Does anyone write old-fashioned letters anymore? In front of the Howard Center at 300 Flynn Avenue in Burlington, a collection of 13 decorated mailboxes pays tribute to the history of the United States Postal Service and to the human bonds forged over centuries by handwritten communication.

The outdoor installation, titled Connections, opened to the public on Sept. 10 during Burlington’s South End Art Hop, an annual three-day festival, with members of the Howard Center Arts Collective uncovering their veiled works one by one before a crowd.

It was one of two major fall events for the arts program. Call and Response is an exhibition hosted by the Fleming Museum.

The Arts Collective describes itself as “an alternative arts program for people who have lived experience with mental health and/ or substance use challenges” and includes Howard Center clients, staffers, and unaffiliated community members.

“Our mission is really to create opportunities to make art together, to share our art with one another and learn from one another – and then also to exhibit our work to the community,” Arts Collective Coordinator Kara Greenblott said.

Connections casts a skeptical eye upon the dominance of email, Facebook, and Twitter today. An introductory statement by artist Sarah Robinson, read aloud at the opening, criticized the “fractured” thought processes of the internet era and the “reduced services” and slowed delivery times at USPS.

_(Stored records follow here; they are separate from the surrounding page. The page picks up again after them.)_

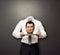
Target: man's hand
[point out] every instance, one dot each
(22, 34)
(38, 34)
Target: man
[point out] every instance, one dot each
(37, 29)
(32, 47)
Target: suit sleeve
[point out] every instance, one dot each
(16, 32)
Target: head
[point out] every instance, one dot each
(29, 27)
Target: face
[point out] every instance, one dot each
(29, 28)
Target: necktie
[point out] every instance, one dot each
(29, 39)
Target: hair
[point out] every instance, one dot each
(30, 22)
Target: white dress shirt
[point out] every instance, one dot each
(38, 28)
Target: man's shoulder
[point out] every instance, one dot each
(37, 21)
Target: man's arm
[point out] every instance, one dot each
(41, 30)
(16, 32)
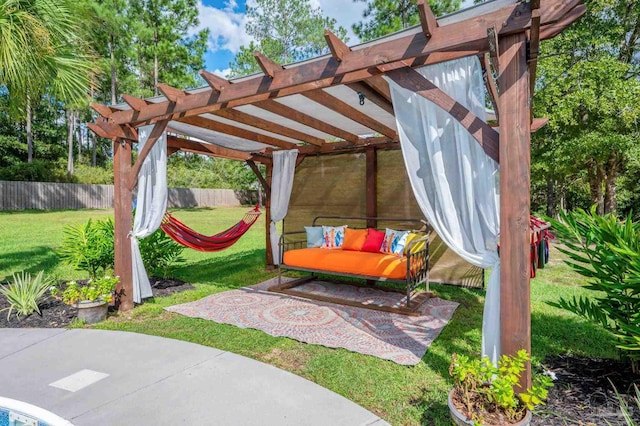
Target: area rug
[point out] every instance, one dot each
(399, 338)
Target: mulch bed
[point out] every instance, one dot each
(55, 314)
(583, 393)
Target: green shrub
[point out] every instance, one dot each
(160, 254)
(607, 252)
(98, 289)
(89, 247)
(25, 293)
(486, 390)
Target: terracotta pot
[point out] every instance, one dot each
(461, 420)
(92, 312)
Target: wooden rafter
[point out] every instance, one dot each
(251, 120)
(206, 149)
(156, 133)
(427, 18)
(490, 83)
(307, 120)
(338, 48)
(335, 104)
(268, 66)
(216, 83)
(380, 85)
(171, 93)
(454, 40)
(412, 80)
(372, 96)
(256, 171)
(135, 103)
(228, 129)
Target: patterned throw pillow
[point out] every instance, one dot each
(416, 247)
(333, 236)
(314, 236)
(394, 242)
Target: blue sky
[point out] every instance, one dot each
(226, 20)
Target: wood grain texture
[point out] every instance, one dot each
(515, 138)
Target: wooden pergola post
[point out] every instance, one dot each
(515, 138)
(122, 205)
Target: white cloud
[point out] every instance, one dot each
(227, 27)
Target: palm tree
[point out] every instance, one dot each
(42, 50)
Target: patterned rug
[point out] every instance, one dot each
(400, 338)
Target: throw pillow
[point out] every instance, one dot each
(314, 236)
(333, 236)
(354, 239)
(416, 247)
(374, 241)
(394, 242)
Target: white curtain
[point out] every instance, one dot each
(151, 204)
(284, 166)
(454, 181)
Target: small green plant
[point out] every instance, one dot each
(160, 254)
(486, 392)
(99, 289)
(607, 252)
(89, 247)
(25, 293)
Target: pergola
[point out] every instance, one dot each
(317, 107)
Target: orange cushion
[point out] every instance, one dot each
(354, 239)
(348, 262)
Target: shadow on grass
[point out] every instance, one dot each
(232, 271)
(33, 260)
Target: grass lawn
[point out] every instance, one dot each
(399, 394)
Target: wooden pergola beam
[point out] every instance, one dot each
(427, 18)
(372, 95)
(156, 133)
(261, 179)
(293, 114)
(216, 83)
(269, 126)
(171, 93)
(228, 129)
(269, 67)
(338, 48)
(412, 80)
(206, 149)
(335, 104)
(135, 103)
(455, 40)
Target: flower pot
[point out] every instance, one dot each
(92, 312)
(461, 420)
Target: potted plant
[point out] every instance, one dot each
(91, 299)
(484, 394)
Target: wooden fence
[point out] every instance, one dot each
(51, 196)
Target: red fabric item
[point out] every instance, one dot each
(182, 234)
(374, 241)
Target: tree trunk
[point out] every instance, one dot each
(610, 199)
(29, 132)
(552, 197)
(70, 131)
(596, 178)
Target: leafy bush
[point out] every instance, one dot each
(488, 391)
(607, 252)
(160, 254)
(25, 293)
(89, 247)
(99, 289)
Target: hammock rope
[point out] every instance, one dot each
(182, 234)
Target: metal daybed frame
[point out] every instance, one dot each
(416, 275)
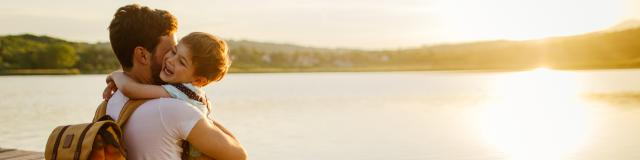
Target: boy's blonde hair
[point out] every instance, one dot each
(209, 55)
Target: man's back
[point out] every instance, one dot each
(156, 128)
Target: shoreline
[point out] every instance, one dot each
(17, 154)
(33, 72)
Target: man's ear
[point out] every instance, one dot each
(200, 81)
(141, 55)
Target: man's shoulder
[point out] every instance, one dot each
(170, 105)
(166, 102)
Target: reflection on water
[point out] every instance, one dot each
(536, 114)
(540, 114)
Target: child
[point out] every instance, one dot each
(197, 60)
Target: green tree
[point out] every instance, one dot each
(56, 56)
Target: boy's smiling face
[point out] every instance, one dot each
(178, 66)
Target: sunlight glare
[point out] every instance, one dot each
(535, 115)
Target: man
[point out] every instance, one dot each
(140, 37)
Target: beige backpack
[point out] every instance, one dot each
(101, 139)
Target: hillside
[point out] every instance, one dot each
(612, 49)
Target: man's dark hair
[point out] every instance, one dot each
(135, 25)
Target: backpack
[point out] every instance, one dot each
(101, 139)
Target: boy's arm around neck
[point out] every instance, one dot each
(135, 90)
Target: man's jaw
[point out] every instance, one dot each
(155, 74)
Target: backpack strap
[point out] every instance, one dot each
(101, 111)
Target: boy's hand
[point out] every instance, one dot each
(109, 90)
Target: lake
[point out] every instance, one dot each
(537, 114)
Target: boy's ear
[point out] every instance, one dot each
(200, 81)
(141, 55)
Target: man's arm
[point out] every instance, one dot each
(216, 141)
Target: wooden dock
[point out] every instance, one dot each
(14, 154)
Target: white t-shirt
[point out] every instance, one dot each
(155, 129)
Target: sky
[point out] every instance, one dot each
(356, 24)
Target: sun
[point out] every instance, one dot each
(535, 114)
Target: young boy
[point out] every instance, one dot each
(197, 60)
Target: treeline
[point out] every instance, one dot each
(619, 49)
(43, 52)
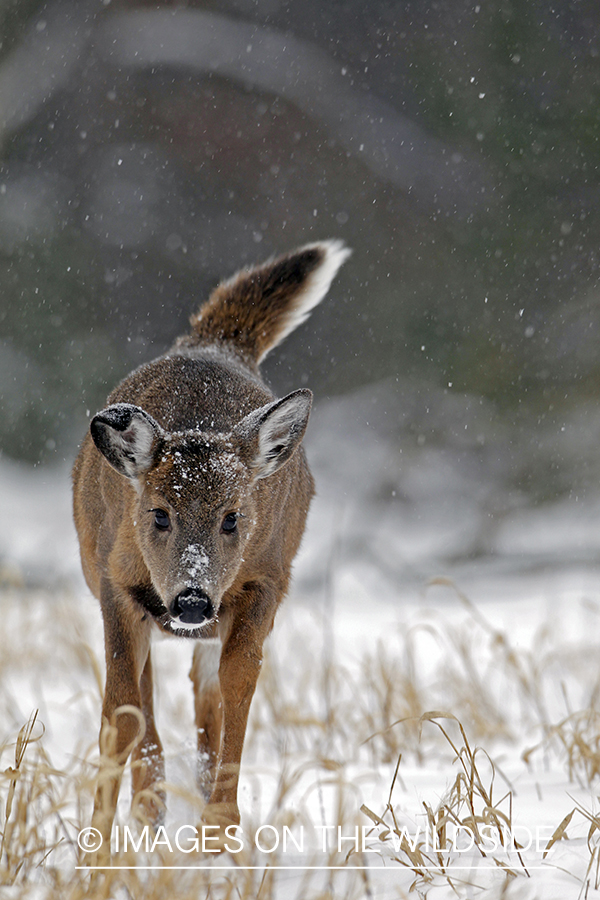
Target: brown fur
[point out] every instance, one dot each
(196, 440)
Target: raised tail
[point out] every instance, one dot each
(257, 308)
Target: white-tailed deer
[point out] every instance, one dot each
(190, 499)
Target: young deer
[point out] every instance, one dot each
(190, 499)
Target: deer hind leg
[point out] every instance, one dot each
(148, 759)
(208, 707)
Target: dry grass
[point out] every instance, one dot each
(323, 736)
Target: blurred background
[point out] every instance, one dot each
(148, 150)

According to Eryn Sheehan, the group’s studio manager, the project that would become Connections began in 2020, when the Arts Collective started to solicit donations of old mailboxes. “We posted on Front Porch Forum and different places around town. And then we’ve been painting them and working on this exact project since spring,” she recounted.

Each mailbox sits on a six-foot post, sunk into concrete. Sheehan expects the installation to withstand Vermont’s winter weather and to last for one and a half to two years in the Howard’s meditation garden.

The painted mailboxes display both abstract and figurative designs. Sheehan, who joined the Arts Collective four and a half years ago as a Howard Center client, pointed to the “little musical symbols” on her mailbox, noting that she had drawn inspiration from what she called “the music of the spheres” – the sounds that she can hear “coming from trees and different celestial bodies.”

A newer member, Vesna Dye, joined the collective after hearing about Connections at Pathways Vermont. “I’m not much of an artist, but I said I’ll do it because I love the post office, and I’m writing hundreds of letters everywhere in the world,” she explained.

Dye borrowed her mailbox design from a “thinking of you” card that she received shortly after signing up for the project. Raised in Croatia, Dye lived in Canada and California before moving to Vermont and, by her account, relies on letters, cards, and packages to stay close to family members and friends.

“I only write short emails,” Dye related. “The letters are, I think, much more personal. They’re much more creative – you can say more. I have this nice paper that I like to get, and then a nice card, and I’m hoping people are saving this.”